Lúnasa-- May 8 in S.F. at the Plough & Stars. This new Irish instrumental group of seasoned players was greatly anticipated and the Plough was full. The sound system failed, and the band had to substitute their own sound system, so the music didn't get started until 10:30, a bit of a wait for those of us who had claimed seats at 8 pm! Not to worry, no one left. Lúnasa came out and their music was smoking. The crowd went wild. That pretty much describes the scene for the next two and a half hours. Sheer brilliance on flutes, tin whistle, bass, uilleann pipes and fiddle. The band has a unique sound with all those whistles and flutes, and its fabulous. Their debut album, Lúnasa had demonstrated that they are a great studio band. Their performance at the Plough showed that they are even better as a live band. (Hey, I'm not alone; Matt Malloy said they reminded him of the excitement the Bothy Band could generate.) Don't miss them at the 99 Sebastopol Celtic Festival!
Natalie MacMaster, April 23 and 24 at the Villa Montalvo in Saratoga and the Community Center in Sebastopol. Words fail trying to describe the brilliance, energy, and generosity of this young Cape Breton fiddler. Of course, Natalie's show was amazing; they always are. No performer I know puts more effort and heart into a show, every night, and the show reflects that. Natalie is still as charming as ever, and her show this year displayed more of her and pianist Joel Chaisson's terrific Cape Breton step-dancing. The crowd adored the whole show; they always do.Was it worth the 50 mile drive two nights in a row to see Natalie. Anytime. Always one of the highlights of any music year. For more about Natalie...
Hazel and Jennifer WrigleyApril 14 -in Berkeley at the Freight and Salvage Coffeehouse the whimsical twins from the Orkney Islands were back for another magical concert. Fun, quirky, and very musical, they won the audience's heart quickly. With their shaggy dog stories, infectious humor and wonderful playing, they once more proved that they are an act never to be missed.
Great Big SeaApril 13 in San Francisco at Slims.- this fun male quartet from Newfoundland came to party, and they were not going to let the fact that is was a weeknight stop them. After an over-long opening act, GBS came out to a restless crowd. It took them about 10 seconds to get the crowd involved. The 200 or so people seemed to have a large Canadian component because they knew the words to all the songs and sang and danced along. Despite a murky sound system, GBS' act was simultaneously spontaneous and very polished. They are terrific singers and entertainers. Surely all the folks there that night will come back. It is easy to see why GBS has won so many of those ECMA "entertainer of the Year" awards.
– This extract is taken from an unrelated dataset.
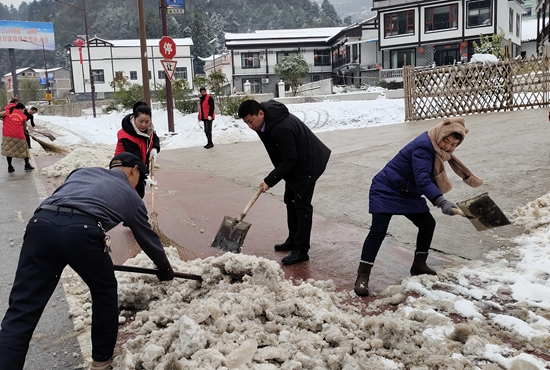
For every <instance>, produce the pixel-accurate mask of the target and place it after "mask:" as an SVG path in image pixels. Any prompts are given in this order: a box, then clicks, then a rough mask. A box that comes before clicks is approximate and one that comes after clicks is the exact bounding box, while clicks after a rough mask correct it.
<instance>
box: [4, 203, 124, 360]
mask: <svg viewBox="0 0 550 370" xmlns="http://www.w3.org/2000/svg"><path fill="white" fill-rule="evenodd" d="M104 237H105V233H104V232H103V230H102V228H101V227H100V226H99V225H98V223H97V221H96V220H95V219H94V218H92V217H88V216H84V215H76V214H73V215H68V214H59V213H56V212H55V211H48V210H41V211H38V212H37V213H36V214H35V215H34V216H33V217H32V218H31V220H30V221H29V223H28V224H27V229H26V232H25V236H24V240H23V247H22V249H21V254H20V257H19V263H18V265H17V272H16V274H15V282H14V284H13V287H12V290H11V293H10V297H9V308H8V311H7V312H6V315H5V316H4V319H3V321H2V330H0V370H20V369H23V365H24V363H25V356H26V354H27V351H28V348H29V342H30V341H31V337H32V334H33V332H34V329H35V328H36V325H37V324H38V320H39V319H40V316H41V315H42V312H43V311H44V308H45V307H46V304H47V303H48V301H49V299H50V297H51V295H52V294H53V292H54V290H55V287H56V285H57V283H58V282H59V278H60V276H61V273H62V271H63V269H64V268H65V266H67V265H69V266H70V267H71V268H72V269H73V270H74V271H75V272H76V273H77V274H78V275H79V276H80V277H81V278H82V279H83V280H84V282H85V283H86V285H88V288H89V289H90V293H91V296H92V358H93V359H94V360H96V361H105V360H108V359H110V358H111V357H112V356H113V352H114V348H115V344H116V338H117V333H118V296H117V281H116V279H115V274H114V270H113V262H112V260H111V257H110V256H109V254H108V253H106V252H105V247H104Z"/></svg>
Altan at the Great American Music Hall, January 10. The best traditional Irish group playing today at the top of their form. Although Ciaran Tourish's bruise on his cheek cut into his whistle playing, his fiddling was as great as ever. Mairead, the other Ciaran, Dermot, and Daithe all looked rested and were having great fun. The hall looked packed with a crowd that enthsiastically appreciated all that Altan was doing, calling them back for two sets of encores. This was the sixth time I have seen them in the last 12 months and I have never heard them play better. Awesome -- Irish music at its very best.